What you need is that E is not too singular, is bounded below, and grows sufficiently fast that the Boltzmann distribution is normalizable. The normalizability condition is the only thing, really.
The Boltzmann distribution is the stationary distribution for this Markov process, so you are guaranteed to converge to it if the Markov process is ergodic. This is a basic theorem of Markov processes, and it holds for continuous Markov processes as well. I'll give a unified proof below.
Discrete space, discrete time
There is a simple coupling argument that proves the convergence to the stationary distribution, in what I think is the best way, and it isn't presented often in books. It goes like this:
suppose X(t) is a Markov chain with an arbitrary starting point X_0 (or some starting distribution), and $Y(t)$ is the same process, but with the initial value $Y(0)$ picked from the stationary distribution. Define the coupled process as follows: if X(t) and Y(t) reach the same point, they move together from this point on, according to the Markov chain.
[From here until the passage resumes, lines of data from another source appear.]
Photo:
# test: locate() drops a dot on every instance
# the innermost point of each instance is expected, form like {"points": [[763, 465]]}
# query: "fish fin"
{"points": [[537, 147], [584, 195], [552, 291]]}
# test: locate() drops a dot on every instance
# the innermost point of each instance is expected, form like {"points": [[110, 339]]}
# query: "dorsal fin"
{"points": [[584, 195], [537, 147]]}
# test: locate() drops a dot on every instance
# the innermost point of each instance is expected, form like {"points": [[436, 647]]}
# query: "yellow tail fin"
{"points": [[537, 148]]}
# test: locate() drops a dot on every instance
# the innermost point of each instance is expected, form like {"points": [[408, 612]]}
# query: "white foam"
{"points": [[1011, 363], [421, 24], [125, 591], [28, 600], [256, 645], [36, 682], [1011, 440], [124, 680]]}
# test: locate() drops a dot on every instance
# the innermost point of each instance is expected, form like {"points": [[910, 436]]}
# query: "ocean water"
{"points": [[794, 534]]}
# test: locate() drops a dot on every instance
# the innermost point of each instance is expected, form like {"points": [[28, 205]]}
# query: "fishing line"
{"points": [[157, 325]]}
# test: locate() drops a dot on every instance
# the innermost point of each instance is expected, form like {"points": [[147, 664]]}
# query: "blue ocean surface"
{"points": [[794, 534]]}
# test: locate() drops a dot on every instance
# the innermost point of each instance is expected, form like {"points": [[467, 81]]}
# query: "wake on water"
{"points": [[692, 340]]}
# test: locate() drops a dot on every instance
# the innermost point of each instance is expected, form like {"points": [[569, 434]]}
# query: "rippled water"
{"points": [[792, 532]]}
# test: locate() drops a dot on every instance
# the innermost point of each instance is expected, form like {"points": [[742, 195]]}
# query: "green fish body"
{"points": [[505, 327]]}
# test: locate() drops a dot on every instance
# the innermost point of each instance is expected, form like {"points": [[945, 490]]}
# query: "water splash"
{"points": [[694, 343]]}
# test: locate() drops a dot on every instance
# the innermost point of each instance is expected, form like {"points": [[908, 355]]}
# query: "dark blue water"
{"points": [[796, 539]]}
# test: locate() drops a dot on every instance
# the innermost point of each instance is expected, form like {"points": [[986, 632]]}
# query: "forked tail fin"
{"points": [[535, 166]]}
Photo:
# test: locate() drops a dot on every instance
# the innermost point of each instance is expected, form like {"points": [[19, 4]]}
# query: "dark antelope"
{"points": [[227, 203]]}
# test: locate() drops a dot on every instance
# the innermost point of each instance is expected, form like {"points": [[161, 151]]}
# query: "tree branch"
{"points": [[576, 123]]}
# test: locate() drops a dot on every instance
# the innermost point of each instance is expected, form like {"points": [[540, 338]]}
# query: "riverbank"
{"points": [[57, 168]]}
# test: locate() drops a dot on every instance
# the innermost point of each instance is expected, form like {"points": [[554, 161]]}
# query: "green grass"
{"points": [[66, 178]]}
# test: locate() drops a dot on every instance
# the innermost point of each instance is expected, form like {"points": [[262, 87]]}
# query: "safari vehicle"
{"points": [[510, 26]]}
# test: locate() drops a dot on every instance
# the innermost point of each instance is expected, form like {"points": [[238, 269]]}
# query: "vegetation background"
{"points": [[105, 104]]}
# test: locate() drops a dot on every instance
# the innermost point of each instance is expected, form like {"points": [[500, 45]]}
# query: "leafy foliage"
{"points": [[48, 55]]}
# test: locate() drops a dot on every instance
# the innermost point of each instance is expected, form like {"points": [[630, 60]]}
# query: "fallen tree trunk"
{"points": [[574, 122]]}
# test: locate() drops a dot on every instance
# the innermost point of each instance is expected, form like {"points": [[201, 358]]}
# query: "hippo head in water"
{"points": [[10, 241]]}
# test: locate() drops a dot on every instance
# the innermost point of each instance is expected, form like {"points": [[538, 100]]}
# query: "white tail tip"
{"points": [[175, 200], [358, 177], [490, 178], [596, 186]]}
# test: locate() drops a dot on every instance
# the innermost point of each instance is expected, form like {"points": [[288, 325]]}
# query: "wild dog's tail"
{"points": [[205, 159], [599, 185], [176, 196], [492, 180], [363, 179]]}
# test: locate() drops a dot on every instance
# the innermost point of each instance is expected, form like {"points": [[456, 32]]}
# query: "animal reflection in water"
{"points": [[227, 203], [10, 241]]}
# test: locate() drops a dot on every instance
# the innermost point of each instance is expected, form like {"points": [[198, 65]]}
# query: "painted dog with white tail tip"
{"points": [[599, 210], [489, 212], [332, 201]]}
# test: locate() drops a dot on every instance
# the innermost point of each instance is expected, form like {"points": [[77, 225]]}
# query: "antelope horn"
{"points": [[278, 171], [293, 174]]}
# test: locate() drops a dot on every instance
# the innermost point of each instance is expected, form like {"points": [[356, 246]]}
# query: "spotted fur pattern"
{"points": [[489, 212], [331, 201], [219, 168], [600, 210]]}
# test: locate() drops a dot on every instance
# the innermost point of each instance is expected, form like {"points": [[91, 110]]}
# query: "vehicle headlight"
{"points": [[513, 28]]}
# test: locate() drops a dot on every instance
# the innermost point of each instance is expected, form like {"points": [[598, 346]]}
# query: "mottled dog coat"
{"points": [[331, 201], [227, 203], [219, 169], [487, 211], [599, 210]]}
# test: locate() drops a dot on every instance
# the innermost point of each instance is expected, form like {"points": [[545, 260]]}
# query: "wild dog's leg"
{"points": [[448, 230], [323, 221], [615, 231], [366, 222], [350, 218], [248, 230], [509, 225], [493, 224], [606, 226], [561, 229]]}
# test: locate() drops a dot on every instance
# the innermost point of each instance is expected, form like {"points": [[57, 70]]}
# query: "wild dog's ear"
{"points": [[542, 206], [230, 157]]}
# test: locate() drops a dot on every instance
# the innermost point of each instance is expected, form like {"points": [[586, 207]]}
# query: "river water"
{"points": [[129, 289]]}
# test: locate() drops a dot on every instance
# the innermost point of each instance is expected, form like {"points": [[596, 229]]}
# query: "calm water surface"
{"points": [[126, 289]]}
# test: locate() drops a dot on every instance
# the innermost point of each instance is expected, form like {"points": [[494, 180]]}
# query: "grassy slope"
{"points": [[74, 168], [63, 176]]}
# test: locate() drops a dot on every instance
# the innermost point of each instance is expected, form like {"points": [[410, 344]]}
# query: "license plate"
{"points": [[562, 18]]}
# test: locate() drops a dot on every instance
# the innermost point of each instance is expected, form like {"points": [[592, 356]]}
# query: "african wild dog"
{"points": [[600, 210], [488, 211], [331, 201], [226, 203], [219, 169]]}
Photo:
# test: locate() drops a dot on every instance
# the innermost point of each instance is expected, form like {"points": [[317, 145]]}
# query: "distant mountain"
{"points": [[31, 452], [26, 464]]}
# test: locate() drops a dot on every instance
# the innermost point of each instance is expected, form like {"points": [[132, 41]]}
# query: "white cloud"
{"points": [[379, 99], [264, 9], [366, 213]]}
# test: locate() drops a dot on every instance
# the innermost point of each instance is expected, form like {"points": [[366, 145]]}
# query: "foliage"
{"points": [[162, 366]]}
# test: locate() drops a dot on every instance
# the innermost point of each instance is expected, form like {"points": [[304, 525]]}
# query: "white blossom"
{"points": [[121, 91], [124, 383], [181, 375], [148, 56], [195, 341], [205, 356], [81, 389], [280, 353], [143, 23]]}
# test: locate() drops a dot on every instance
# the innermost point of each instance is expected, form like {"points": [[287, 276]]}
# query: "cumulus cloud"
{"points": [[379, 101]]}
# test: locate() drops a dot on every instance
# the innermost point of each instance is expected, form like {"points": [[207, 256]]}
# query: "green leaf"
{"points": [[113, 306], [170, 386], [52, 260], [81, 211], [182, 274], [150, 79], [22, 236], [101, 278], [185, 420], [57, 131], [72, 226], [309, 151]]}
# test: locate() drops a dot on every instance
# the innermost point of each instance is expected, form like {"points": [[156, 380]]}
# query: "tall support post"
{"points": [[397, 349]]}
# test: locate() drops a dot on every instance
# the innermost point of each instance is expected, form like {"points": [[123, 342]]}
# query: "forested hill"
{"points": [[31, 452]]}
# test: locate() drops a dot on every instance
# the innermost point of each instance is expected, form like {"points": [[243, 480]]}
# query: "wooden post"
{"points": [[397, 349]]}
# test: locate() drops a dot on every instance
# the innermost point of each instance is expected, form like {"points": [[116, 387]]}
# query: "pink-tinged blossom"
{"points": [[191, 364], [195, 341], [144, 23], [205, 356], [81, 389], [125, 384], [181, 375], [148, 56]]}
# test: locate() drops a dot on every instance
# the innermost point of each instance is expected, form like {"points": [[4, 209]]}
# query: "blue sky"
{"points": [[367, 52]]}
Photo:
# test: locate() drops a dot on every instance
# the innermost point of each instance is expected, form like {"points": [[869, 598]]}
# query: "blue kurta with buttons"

If you ignore Y and look at X, this process is just the Langevin process on X. If you ignore X, it's the Langevin process on Y, so this is a coupling.
But in a discrete bounded state space, where the Markov chain has a finite probability of reaching any point from any other in a finite time (you can prove this by finding one path to do this), you can easily prove that there is always some chance for collision, so that the probability that the two walks couple goes to 1 at long times, and X is therefore in the stationary distribution.
Continuous space, discrete time
To prove the convergence to the Boltzmann distribution in continuous space but discrete time, you can do the following. This is the natural extension of the coupling on discrete state-spaces for continuous space:
Given two distributions $\rho_1$ and $\rho_2$, define their coupling distance $\Delta$ by
$$ 1-\Delta = \int \mathrm{min}(\rho_1(x),\rho_2(x)) $$
If $\Delta=0$, the two distributions are the same. If $\Delta=1$, the intersection of their support is measure zero.
The distributions $\rho_1$ and $\rho_2$ can be thought of as split into
$$ \rho_1 = \Delta \rho + (1-\Delta) (\rho_1 - \rho)$$
$$ \rho_2 = \Delta \rho + (1-\Delta) (\rho_2 - \rho)$$
Where
$$ \rho(x) = \mathrm{min}(\rho_1(x),\rho_2(x))$$
In other words, pick from the common distribution $\rho$ with probability $\Delta$, and from the residual distribution with probability $1-\Delta$.
Now if you have a discrete time continuous process on a finite dimensional state-space, usually you can prove the following for two nearby starting points: the coupling distance between the evolution of x and the evolution of y is nonzero when x and y are close.
When this is so, then you can start off X and Y as before, with Y from the stationary distribution, and each time step, you make x(t) equal to y(t) with probability $\Delta$, where $\Delta$ is the coupling distance between the evolution of x(t) and the evolution of y(t).
Continuous processes continuous time
In this case, you need a short-time estimate on the Fokker-Planck equation. You convert the process to discrete time, and you couple the discrete time versions as above. You need to show that if you start at x and start at y, and wait a little bit, you get a continuous distribution around x and around y. This means that the coupling distance is nonzero for close enough points, and then if your space is finite dimensional and path connected, you can prove that the stationary distribution is unique by the method above.
There is no assumption of high dimensionality--- the Langevin equation always produces a pick from the Boltzmann distribution, when it is normalizable. I am sure you can find these results proved in many places, with varying degree of rigor, but I think the method sketched above is optimal.